The conference KI2024 (Künstliche Intelligenz = Artificial intelligence) is hosting a workshop on Human-Machine Interaction (HuMaIn), with a focus on safety and ethics, at the end of September in Würzburg, Germany.
The proceedings are peer-reviewed and published, as usual in CS.
More information here.
Can you say a bit about how this relates to category theory?
The "aims and scope" of the conference are as follows:
HuMaIn seeks contributions on Human-Machine interaction in the broadest sense. We are especially open to interdisciplinary contributions. This includes ethical design principles for human-AI interaction, psychological foundations of human-AI interaction, artistic applications of (generative) AI, human-friendly robot and software interfaces, applications of AI in social robotics and healthcare, social science studies of AI applications, or the effects of AI on political discourse.
I'm kind of struggling to imagine what sort of thing I would even submit.
It is not directly a category theory event, but since lately there's been a lot of interest in applying category theory to try to build safer AI, I think this would be a possible venue to submit such work.
(I believe the organizers are somewhat category-friendly.)
I guess @davidad (David Dalrymple), some people at the Topos Institute, and maybe @Bruno Gavranović are interested in using category theory to help design safer AI systems - e.g. systems that incorporate reasoning better than a lot of current large language models.

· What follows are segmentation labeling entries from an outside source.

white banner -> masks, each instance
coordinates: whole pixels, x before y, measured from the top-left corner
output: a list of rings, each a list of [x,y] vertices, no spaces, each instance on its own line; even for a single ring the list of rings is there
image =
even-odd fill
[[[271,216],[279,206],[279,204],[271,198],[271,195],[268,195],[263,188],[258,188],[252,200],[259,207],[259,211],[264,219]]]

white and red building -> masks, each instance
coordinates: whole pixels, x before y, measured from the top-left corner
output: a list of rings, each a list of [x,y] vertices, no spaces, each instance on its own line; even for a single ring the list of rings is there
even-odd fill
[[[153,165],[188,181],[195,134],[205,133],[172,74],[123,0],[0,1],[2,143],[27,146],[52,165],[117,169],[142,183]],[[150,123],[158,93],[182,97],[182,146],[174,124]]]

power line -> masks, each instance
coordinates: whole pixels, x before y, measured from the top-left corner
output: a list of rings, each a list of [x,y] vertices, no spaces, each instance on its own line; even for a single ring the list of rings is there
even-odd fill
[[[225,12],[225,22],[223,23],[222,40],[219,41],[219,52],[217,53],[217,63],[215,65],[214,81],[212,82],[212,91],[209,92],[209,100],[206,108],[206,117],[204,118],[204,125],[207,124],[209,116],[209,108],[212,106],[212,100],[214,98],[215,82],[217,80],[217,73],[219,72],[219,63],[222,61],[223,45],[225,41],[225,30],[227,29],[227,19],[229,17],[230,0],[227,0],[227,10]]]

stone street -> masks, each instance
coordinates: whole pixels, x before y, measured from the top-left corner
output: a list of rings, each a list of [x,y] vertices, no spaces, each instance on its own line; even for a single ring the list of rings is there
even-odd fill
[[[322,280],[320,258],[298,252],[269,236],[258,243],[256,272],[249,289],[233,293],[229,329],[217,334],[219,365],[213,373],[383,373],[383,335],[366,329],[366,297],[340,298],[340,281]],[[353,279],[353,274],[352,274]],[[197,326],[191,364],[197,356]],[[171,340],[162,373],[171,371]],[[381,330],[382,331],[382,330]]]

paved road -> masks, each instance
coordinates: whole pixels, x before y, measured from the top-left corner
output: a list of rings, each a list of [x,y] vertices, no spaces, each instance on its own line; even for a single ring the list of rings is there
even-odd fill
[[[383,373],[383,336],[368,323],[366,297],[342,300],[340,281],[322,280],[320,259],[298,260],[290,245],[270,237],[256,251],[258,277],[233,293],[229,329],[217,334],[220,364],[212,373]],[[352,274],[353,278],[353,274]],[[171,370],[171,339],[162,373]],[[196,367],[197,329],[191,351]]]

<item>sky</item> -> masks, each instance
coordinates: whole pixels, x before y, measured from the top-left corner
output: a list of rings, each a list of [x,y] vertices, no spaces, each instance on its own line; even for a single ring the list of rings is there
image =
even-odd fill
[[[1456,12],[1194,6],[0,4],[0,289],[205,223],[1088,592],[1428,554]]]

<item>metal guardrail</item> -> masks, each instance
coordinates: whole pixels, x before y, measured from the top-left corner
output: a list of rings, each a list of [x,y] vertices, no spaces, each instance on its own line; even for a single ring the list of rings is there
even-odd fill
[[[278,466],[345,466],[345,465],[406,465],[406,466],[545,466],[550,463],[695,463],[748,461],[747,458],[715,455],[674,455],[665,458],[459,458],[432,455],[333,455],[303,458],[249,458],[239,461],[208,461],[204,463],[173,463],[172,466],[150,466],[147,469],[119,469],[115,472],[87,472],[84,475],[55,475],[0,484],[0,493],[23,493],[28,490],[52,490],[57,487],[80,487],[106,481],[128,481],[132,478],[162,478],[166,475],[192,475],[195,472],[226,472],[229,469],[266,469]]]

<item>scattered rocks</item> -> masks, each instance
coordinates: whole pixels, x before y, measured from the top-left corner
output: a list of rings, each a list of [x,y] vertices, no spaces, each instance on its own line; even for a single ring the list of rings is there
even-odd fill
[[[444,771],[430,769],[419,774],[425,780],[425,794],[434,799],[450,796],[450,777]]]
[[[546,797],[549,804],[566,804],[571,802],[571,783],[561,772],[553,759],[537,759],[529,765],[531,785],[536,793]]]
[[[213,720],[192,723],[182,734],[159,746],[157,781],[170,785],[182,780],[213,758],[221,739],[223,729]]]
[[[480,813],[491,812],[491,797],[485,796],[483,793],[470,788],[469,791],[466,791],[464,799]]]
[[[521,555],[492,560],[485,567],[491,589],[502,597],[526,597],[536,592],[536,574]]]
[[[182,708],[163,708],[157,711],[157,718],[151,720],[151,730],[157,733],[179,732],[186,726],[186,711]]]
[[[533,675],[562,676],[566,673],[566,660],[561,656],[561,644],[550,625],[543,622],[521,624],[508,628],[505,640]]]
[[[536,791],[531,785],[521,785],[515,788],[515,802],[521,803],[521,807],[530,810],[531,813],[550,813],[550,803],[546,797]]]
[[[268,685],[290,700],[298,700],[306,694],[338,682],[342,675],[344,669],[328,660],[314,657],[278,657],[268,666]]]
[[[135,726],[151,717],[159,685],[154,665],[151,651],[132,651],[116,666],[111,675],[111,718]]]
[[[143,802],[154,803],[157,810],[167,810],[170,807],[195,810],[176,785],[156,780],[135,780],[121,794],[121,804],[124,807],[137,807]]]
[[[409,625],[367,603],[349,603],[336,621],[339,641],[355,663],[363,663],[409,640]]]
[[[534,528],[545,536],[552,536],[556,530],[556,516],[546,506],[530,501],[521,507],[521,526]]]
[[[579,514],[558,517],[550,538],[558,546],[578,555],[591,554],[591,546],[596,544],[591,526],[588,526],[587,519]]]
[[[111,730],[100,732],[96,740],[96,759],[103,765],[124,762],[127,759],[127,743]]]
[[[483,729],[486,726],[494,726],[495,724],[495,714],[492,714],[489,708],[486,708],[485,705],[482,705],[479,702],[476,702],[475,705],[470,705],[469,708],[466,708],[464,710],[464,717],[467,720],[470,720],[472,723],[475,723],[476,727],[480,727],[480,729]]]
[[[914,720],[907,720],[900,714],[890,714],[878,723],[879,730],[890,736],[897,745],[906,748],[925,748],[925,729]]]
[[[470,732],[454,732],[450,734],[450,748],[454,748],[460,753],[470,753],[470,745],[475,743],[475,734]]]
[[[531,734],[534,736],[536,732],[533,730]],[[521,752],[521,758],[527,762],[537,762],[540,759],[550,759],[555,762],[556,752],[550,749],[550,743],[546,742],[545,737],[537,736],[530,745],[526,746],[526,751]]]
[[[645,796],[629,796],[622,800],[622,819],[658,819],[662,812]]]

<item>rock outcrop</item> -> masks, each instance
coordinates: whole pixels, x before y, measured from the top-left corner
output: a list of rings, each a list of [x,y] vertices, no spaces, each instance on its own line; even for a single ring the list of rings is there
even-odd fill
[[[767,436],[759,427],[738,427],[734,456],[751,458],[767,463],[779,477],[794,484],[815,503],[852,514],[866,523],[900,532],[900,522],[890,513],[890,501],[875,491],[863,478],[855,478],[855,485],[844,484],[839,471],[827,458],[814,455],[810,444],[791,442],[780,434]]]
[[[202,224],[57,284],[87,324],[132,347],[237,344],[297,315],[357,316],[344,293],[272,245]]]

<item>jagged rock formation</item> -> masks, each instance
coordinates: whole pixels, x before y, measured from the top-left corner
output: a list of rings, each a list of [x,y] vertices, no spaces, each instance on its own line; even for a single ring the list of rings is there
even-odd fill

Ah, Sharwin is an organiser
Paolo Perrone said:
(I believe the organizers are somewhat category-friendly.)
Besides that, this is not obvious from the text or from the scientific committee
I wonder whether or not it's a coincidence that Würzburg is pretty close to Heilbronn, where Dieter Schwarz is doing whatever he's doing
(this is the richest guy in Germany (I think) who's setting up a research campus for AI safety, among other things)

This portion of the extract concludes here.